Gerba's advice: Stay in your seat and away from the restroom. "If you can hold it, hold it," he told us. "You're more likely to pick up something from going to the bathroom than just sitting in your seat."
Don't sit next to a sick person if you can help it
Not all illnesses are equally contagious or are transmitted the same ways — as we've been reminded by Ebola and measles outbreaks. But there are four common ways to spread an infectious disease:
- The small particles in the air as a person sneezes or coughs
- The large droplets that a sick person expels
- Directly touching surfaces that have been contaminated by an infectious person
- Direct person-to-person contact
So if you're boarding a cross-country flight and next to a visibly ill person, brace yourself: You're going to be exposed to many, if not all, of those vectors. And the longer that you're next to a sick passenger, the more likely it is that you'll get sick, too. Researchers also discovered a clear "hot zone" for infectious diseases like H1N1, which can extend several rows on an airplane.
How to protect yourself? It's nigh impossible to move to a new row on a crowded plane, but some seat-yourself airlines do allow it. And on planes, as in life, it never hurts to ask.
It's important not to get too worried about catching a cold from fellow passengers. Many people worry that just one coughing person will get an entire cabin sick, because of how planes recirculate their air. But that's largely a myth: The onboard air is purified and viruses are essentially filtered out, so long as the ventilation system is working. (However, planes will sometimes shut off ventilation when parked on the tarmac.)
Of course, a sick person may walk around an airplane — and bring his hot zone with him.
Don't place your faith in multivitamins
Over-the-counter products like Airborne and Emergen-C are wildly popular for their mix of vitamins and herbal remedies, and their sales skyrocketed after being endorsed by Oprah and others.
But there's no clinical evidence that they'll actually make you healthier. Emergen-C packs 1,000 milligrams of vitamin C into a normal dose — 10 times the daily recommended intake, and five times more than a human body can even process at a time.

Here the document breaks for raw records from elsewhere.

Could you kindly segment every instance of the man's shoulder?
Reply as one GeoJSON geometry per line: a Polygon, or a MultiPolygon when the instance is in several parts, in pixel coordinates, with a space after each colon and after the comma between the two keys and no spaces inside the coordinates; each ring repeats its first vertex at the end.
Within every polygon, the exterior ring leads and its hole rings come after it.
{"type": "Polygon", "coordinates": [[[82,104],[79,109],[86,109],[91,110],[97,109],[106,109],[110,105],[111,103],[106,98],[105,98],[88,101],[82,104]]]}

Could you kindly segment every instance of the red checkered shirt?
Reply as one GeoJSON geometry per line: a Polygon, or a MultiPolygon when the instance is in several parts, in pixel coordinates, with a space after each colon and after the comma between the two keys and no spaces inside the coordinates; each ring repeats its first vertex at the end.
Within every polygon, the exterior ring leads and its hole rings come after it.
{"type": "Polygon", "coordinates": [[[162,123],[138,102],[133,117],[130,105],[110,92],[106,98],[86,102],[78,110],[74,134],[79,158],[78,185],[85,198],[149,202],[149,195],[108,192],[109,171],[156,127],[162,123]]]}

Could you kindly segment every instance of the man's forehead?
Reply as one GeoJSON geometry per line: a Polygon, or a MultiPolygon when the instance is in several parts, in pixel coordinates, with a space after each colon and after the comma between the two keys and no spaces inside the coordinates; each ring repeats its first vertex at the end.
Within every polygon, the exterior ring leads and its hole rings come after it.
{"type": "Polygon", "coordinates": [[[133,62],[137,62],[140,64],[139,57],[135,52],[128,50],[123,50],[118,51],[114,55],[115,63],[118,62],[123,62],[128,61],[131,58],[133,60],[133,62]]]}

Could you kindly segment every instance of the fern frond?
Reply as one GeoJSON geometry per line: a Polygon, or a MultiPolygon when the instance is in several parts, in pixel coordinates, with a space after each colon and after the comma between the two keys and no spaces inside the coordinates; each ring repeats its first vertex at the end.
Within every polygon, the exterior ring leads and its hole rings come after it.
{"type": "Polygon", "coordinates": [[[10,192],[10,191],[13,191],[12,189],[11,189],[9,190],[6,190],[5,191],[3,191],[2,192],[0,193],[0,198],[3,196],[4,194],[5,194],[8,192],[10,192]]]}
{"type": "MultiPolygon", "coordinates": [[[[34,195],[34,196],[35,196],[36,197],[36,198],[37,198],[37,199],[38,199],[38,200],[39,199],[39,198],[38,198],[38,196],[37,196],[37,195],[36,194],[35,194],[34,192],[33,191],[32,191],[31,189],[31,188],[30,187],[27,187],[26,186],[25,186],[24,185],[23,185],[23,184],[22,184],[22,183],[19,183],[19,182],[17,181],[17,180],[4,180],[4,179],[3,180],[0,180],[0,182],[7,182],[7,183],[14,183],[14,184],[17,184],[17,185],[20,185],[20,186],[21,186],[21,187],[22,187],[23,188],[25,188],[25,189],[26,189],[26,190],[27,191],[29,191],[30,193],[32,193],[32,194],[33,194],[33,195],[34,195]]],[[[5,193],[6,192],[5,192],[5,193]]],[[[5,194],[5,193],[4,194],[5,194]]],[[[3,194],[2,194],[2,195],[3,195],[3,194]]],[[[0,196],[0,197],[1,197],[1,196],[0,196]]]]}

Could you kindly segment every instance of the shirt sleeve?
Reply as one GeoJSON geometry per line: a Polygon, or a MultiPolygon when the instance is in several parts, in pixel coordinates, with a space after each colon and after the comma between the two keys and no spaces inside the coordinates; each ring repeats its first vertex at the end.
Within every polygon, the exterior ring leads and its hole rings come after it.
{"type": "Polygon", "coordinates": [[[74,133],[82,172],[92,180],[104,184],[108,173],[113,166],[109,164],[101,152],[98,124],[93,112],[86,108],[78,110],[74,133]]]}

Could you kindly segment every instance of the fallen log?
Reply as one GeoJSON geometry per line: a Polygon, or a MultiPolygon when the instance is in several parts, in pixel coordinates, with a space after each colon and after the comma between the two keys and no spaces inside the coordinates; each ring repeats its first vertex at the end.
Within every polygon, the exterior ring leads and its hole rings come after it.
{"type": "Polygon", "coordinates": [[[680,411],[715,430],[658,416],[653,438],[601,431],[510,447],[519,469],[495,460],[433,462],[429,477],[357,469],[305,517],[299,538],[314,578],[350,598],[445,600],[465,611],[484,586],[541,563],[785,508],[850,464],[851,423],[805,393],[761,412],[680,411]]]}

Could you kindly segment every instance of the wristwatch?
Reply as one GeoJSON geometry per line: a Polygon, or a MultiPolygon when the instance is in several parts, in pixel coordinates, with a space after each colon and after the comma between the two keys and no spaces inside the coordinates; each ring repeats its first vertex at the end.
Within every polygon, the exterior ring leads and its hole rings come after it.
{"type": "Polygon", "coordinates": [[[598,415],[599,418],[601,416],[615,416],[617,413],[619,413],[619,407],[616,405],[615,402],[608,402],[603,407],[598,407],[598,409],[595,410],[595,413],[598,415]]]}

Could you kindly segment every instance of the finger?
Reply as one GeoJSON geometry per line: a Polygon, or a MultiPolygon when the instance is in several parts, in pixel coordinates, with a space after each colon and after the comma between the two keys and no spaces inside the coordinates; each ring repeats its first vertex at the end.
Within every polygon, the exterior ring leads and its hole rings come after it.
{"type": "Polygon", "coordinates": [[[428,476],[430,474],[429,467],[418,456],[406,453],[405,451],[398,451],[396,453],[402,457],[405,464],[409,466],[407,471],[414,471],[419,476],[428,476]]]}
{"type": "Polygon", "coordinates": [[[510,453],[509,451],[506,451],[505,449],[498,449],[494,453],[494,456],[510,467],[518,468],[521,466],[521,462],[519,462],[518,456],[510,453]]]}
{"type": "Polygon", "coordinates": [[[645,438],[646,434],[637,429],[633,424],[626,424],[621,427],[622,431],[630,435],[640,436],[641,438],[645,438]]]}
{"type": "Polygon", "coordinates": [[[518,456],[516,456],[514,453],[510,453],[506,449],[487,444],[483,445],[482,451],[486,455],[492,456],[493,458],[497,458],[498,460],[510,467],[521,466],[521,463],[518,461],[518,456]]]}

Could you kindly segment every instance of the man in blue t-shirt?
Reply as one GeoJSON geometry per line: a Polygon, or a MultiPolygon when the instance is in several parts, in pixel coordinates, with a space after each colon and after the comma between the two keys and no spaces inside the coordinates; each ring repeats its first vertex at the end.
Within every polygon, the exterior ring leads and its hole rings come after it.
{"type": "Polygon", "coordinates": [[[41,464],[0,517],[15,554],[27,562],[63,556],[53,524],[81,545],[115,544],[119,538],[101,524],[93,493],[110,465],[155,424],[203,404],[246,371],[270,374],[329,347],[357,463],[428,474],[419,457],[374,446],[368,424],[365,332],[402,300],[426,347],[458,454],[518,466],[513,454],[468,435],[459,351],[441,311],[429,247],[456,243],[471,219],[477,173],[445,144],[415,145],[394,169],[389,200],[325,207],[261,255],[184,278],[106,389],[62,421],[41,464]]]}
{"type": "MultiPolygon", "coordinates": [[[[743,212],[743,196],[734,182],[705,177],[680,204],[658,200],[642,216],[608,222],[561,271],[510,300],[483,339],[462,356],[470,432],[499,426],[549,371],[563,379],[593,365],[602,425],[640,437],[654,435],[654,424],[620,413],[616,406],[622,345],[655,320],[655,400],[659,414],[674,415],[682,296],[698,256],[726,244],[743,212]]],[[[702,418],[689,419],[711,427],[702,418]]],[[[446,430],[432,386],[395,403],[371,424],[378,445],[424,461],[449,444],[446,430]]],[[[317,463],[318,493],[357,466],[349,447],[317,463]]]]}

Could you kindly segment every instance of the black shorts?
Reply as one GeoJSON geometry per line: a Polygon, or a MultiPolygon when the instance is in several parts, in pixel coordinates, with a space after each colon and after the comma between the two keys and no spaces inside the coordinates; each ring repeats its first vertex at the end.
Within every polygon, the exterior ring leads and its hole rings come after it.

And vitamin C's healing powers are largely a myth.
Meanwhile, the Federal Trade Commission years ago charged the makers of Airborne with deceptive advertising for marketing its product as a cold prevention remedy. Airborne is now advertised as "clinically proven to boost your immune system" — which is very different from "clinically proven to fight colds."
There is value in having a strong immune system, of course. It's inevitable that for some of us, all the rushing to catch a flight raises the risk of catching a cold — we don't get enough sleep and instead do other things to wear down our immune system.
But instead of placing your faith in over-the-counter remedies, follow simple, timeworn advice. Drink plenty of water. Eat a mixed diet. And for goodness' sake, get enough rest.